Il serait dès lors logique que les prix remontent d’ici mars 2015. Mais, les marchés ne se pilotent pas comme des avions de combat. S’il est clair que les prix vont remonter au second semestre de cette année, nul ne peut dire si cela sera suffisant pour empêcher la crise ni à quel niveau. En fait, la meilleure stratégie pour la Russie serait de retarder cette remontée. Si le mouvement des prix aboutit à l’éclatement de la double crise indiquée nous aurions :
- une chute brutale de la production qui pourrait pousser les prix à la hausse jusqu’à 90 voire 100 dollars le baril (alors que s’ils remontent dès la fin du 1er trimestre 2015 les prix se stabiliseront vers 75 dollars le baril) ;
- un affaiblissement de la position américaine, du fait de la crise industrielle et financière, qui sera sensible dès l’automne 2015 ;
- un affaiblissement des États-Unis qui se traduira par une baisse relative du dollar et une montée corrélative de l’euro, ce qui – combiné avec la hausse des prix du pétrole – va compromettre le peu de croissance espérée en Europe (et en particulier en France).

La question est donc de savoir si la Russie et les pays de l’OPEP peuvent attendre l’automne 2015. Pour la Russie, cela semble certain.
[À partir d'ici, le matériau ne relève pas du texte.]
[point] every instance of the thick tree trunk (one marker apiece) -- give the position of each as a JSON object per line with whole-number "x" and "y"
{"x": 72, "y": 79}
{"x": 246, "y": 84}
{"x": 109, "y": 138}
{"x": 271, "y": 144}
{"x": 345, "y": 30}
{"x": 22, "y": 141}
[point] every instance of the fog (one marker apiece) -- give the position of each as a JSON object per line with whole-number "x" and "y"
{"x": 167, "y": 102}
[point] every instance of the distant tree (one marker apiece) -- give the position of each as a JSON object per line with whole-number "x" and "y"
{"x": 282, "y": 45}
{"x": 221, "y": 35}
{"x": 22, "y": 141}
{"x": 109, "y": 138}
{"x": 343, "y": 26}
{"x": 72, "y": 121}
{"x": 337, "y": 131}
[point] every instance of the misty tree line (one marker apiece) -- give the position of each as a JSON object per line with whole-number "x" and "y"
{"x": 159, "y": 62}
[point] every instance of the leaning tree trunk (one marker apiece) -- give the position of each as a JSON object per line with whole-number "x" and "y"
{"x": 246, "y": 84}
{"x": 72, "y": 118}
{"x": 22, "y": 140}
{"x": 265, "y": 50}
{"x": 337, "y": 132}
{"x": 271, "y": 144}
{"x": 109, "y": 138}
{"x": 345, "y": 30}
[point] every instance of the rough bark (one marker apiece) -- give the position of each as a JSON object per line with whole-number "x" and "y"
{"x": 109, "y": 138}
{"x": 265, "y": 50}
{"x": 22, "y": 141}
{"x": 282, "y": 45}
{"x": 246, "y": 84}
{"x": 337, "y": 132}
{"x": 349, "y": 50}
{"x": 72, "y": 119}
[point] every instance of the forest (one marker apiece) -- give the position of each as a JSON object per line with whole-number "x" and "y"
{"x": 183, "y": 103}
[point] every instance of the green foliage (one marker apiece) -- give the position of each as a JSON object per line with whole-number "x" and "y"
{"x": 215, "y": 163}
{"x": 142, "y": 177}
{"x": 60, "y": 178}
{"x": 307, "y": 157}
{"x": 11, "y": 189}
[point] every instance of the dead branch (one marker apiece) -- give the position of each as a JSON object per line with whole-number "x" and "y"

Mais, c’est beaucoup moins sur pour les pays de l’OPEP. Par ailleurs, les grandes compagnies américaines peuvent avoir elles aussi un intérêt à la crise, qui leur permettrait de racheter à vil prix des centaines de concessions. Les espoirs suscités par l’huile de schiste risquent donc de se transformer dans les six prochains mois en cauchemar, et en particulier pour les autorités américaines.

Notes

[1] "Chapter 4. Effects of Oil Shale Technologies". Proposed Oil Shale and Tar Sands Resource Management PlanAmendments to Address Land Use Allocations in Colorado, Utah, and Wyoming and Final Programmatic Environmental Impact Statement (http://ostseis.anl.gov/documents/fpeis/vol1/OSTS_FPEIS_Vol1_Ch4.pdf)

Bureau of Land Management. Septembre 2008. pp. 4-3.

[2] Burnham, Alan K. ; McConaghy, James R. (2006-10-16). "Comparison of the acceptability of various oil shale processes" (https://e-reports-ext.llnl.gov/pdf/341283.pdf). 26th Oil shale symposium. Lawrence Livermore National Laboratory (Golden, Colorado) : 2 ; 17. UCRL-CONF-226717. Smith, M.W. ; Shadle, L.J. ; Hill, D. (2007). "Oil Shale Development from the Perspective of NETL’s Unconventional Oil Resource Repository" (http://www.osti.gov/scitech/biblio/915351). United States Department of Energy. DOE/NETL-IR-2007-022

[3] World Energy Outlook 2010. Paris : OECD. pp. 165–169. Tuvikene, Arvo ; Huuskonen, Sirpa ; Koponen, Kari ; Ritola, Ossi ; Mauer, Ülle ; Lindström-Seppä, Pirjo (1999). "Oil

Shale Processing as a Source of Aquatic Pollution : Monitoring of the Biologic Effects in Caged and Feral Freshwater Fish" (https://www.ncbi.nlm.nih.gov/pmc/articles/PMC1566439). Environmental Health Perspectives (National Institute of Environmental Health Sciences) 107 (9) : 745–752.

[4] "Fact Sheet : U.S. Oil Shale Economics"

(http://web.archive.org/web/20120108161835/http://www.evi.ee/lib/Security.pdf ). DOE. Office of Petroleum Reserves.

Voir aussi, sur E&R :

 
 



Article ancien.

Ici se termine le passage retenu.